By Deanna C. White
On Thursday, June 8, in the wake of dismal job growth numbers and the looming economic crisis in Europe, President Barack Obama hosted a White House press conference to urge members of Congress to pass "in full" the "bipartisan" jobs plan he originally introduced in September 2011, and recent tax credits listed in his "job creating To-Do List for Congress
," to put more "Americans back to work."
In addition to what Republicans quickly pounced on as his perceived gaffe that the "private sector has been hiring at a solid pace," his emphasis on layoffs in state and local government, and the flagging construction industry, President Obama targeted the small business sector's role in creating jobs and, what he called, Congress' reluctance to pass the tax breaks that would allow small businesses to hire more workers.

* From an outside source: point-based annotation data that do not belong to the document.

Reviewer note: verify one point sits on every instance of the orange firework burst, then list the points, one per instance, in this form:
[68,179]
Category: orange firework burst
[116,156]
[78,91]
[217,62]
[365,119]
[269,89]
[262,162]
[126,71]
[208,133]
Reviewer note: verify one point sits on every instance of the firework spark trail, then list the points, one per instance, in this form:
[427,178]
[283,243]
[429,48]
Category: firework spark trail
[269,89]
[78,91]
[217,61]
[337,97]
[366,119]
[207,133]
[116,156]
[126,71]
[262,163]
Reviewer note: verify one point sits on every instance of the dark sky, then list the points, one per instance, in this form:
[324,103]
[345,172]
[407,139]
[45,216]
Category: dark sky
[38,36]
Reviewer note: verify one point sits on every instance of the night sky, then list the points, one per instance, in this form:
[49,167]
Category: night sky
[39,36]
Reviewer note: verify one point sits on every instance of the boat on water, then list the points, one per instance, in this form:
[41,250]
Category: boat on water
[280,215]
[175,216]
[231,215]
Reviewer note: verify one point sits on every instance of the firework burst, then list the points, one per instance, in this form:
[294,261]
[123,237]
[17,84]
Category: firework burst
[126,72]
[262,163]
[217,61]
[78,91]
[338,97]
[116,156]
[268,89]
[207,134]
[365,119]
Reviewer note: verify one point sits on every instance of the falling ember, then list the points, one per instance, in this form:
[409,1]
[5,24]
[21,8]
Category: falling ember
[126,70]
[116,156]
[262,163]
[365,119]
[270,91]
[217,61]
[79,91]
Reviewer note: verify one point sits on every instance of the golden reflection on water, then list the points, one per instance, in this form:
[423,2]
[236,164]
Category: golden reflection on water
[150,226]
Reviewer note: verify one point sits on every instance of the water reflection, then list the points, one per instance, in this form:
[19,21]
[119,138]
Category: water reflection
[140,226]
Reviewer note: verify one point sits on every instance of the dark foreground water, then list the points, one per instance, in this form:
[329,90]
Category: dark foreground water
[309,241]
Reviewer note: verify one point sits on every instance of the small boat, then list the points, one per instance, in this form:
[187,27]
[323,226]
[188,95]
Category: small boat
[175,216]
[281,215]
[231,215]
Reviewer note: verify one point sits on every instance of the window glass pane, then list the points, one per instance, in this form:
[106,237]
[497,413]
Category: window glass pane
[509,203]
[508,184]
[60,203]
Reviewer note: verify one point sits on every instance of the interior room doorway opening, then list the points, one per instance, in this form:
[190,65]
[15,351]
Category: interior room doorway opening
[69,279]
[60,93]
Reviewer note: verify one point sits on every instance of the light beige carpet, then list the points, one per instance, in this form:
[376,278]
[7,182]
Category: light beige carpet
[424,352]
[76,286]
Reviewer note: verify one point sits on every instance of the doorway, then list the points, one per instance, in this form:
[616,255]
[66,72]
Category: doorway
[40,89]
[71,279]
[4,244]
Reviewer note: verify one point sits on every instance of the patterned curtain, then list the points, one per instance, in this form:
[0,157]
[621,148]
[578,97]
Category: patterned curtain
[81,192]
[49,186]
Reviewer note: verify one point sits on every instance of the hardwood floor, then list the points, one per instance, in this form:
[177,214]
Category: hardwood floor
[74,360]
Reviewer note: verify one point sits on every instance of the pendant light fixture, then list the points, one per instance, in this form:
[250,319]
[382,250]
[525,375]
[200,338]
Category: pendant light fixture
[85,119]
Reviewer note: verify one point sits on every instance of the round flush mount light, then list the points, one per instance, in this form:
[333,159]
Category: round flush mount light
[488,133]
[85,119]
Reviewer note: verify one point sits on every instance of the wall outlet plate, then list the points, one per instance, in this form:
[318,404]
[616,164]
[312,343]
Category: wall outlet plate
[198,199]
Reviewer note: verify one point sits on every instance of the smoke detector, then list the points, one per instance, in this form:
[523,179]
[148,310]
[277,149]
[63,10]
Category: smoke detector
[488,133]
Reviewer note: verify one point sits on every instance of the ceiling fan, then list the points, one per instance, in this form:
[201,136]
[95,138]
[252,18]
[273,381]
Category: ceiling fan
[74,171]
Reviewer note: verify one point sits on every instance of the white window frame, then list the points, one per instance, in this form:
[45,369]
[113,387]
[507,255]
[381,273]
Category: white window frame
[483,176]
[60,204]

"Instead of just talking a good game about job creators, Congress should give the small business owners that actually create most of the new jobs in America a tax break for hiring more workers," President Obama said.
So what are some of the "tax breaks," or tax credits, the President has proposed in recent months for small businesses? Do accounting professionals agree with his assessment that these tax credits will in fact spur hiring?

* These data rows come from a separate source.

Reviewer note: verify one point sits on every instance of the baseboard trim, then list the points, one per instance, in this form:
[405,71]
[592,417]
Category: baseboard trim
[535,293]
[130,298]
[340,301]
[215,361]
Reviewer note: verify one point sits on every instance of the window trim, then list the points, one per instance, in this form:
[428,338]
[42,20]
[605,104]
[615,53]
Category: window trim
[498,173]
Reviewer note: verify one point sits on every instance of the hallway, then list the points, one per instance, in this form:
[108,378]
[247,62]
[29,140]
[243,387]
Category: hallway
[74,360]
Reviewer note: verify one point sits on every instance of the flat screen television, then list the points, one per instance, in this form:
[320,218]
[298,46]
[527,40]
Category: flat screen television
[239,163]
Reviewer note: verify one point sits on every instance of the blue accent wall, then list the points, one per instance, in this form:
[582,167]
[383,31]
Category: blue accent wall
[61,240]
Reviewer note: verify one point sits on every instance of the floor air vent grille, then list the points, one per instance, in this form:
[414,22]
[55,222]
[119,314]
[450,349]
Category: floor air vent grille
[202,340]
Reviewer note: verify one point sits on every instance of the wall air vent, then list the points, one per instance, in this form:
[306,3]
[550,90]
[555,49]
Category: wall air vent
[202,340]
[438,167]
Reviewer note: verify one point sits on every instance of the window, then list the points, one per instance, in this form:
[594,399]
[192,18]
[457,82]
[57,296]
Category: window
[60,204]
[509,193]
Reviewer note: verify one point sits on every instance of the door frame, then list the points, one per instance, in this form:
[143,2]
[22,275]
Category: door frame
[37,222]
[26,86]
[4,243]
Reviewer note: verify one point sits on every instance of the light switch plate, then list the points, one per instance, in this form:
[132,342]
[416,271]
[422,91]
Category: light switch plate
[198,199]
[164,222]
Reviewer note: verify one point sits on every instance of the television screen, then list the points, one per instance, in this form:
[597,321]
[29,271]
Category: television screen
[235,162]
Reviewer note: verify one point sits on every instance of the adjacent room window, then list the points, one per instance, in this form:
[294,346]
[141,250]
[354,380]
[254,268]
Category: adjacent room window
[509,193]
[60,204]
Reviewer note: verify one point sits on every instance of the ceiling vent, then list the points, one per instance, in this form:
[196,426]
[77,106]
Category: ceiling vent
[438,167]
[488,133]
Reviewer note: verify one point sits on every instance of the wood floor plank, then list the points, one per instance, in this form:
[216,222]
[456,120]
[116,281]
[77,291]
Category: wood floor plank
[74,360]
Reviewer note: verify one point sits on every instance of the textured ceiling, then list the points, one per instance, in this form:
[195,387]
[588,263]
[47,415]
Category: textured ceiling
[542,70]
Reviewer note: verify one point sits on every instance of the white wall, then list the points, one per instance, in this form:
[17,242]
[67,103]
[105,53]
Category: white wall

In May, President Obama introduced his latest salvo in the small business hiring skirmish, proposing a 10 percent tax credit tied to new hiring. According to Megan Slack's official White House blog
, "Nearly two million companies that make new hires or increase wages would receive a tax credit under the small business hiring income tax credit President Obama is calling on Congress to pass."
Slack's blog goes on to say the tax credit, the third item on President Obama's job-creating To-Do List for Congress, "would encourage more than $200 billion in new hiring and pay raises by providing a 10 percent income tax credit on wages added in 2012. The credit would be available to all companies, but would be capped at $500,000 per business to specifically spur small business hiring. And, companies that claim the credit would be able to do so on a quarterly basis, which means businesses would see tax relief sooner rather than later after making new hires."
According to the White House blog, "By providing targeted tax relief to the businesses that are expanding and making investments in their workforce, the Small Business Hiring Credit will grow the economy, create jobs, and strengthen the recovery. In fact, the Congressional Budget Office recently found that this type of targeted credit is the single most effective business tax option for boosting hiring and spurring economic growth."
But do accounting industry analysts agree?
Larry Evans, tax technical resource leader of Fargo, North Dakota-based Eide Bailly, LLP
, said President Obama's proposed tax credits for new hires may have an impact on small business owners whose companies are already booming, but he is skeptical the credits will impact the majority of businesses who are currently struggling.
"If I'm a small business owner and I don't have any new or expanding orders, I probably don't have a need for new personnel; therefore, these tax credits don't mean a whole lot to me," Evans said. "If I don't have the money coming in, I can't create a job and pay for that job with tax credits."
Evans acknowlegdes all business owners want tax breaks, but in reality, because of the nature of the way any proposed tax breaks or credits are structured, many small business owners can't take advantage of them because of restrictions. For example, in the case of the Small Business Health Care Tax Credit, Evans said the benefit simply didn't work because the administrative cost of going through the calculation versus the benefit received by the client didn't make economic sense.
Evans suggests Congress and the White House look at changes to tax issues related to financing small businesses to truly reinvigorate small businesses and stimulate hiring.
"Financing small business is a major issue, and it has been curtailed over the years through various tax law changes," Evans said. "If I was in a position to do something to help small business, I would rethink the passive loss rule. A great source of financing is from investment, but if investors suffer a loss and they can't take that loss on their tax returns, they are less likely to invest."
Evans said politicians should also consider reexamining how to allow dollars held in an IRA to be invested in an operating business without the possibility to create unrelated business income.
"If I invest in an operating business in my IRA, money earned is treated as unrelated business income; therefore, I'm not likely to consider using those dollars to finance a business," Evans said. "Right now there's a big pool of IRA money sitting out there ‒ a great source of potential funding for people to invest in a small business ‒ but people are unwilling to use it because of the ultimate cost."
Ultimately, Evans said, he believes small business owners would choose a reliable, uncomplicated, low-cost source of funding to grow their business and hire new employees over a tax credit any day.
"I think the majority of small business owners would say give me a source of funding where I don't have to go through all the red tape at the bank, and funding that I don't have to pay back immediately," Evans said. "That will increase my opportunity, my market, and my ability to hire more employees."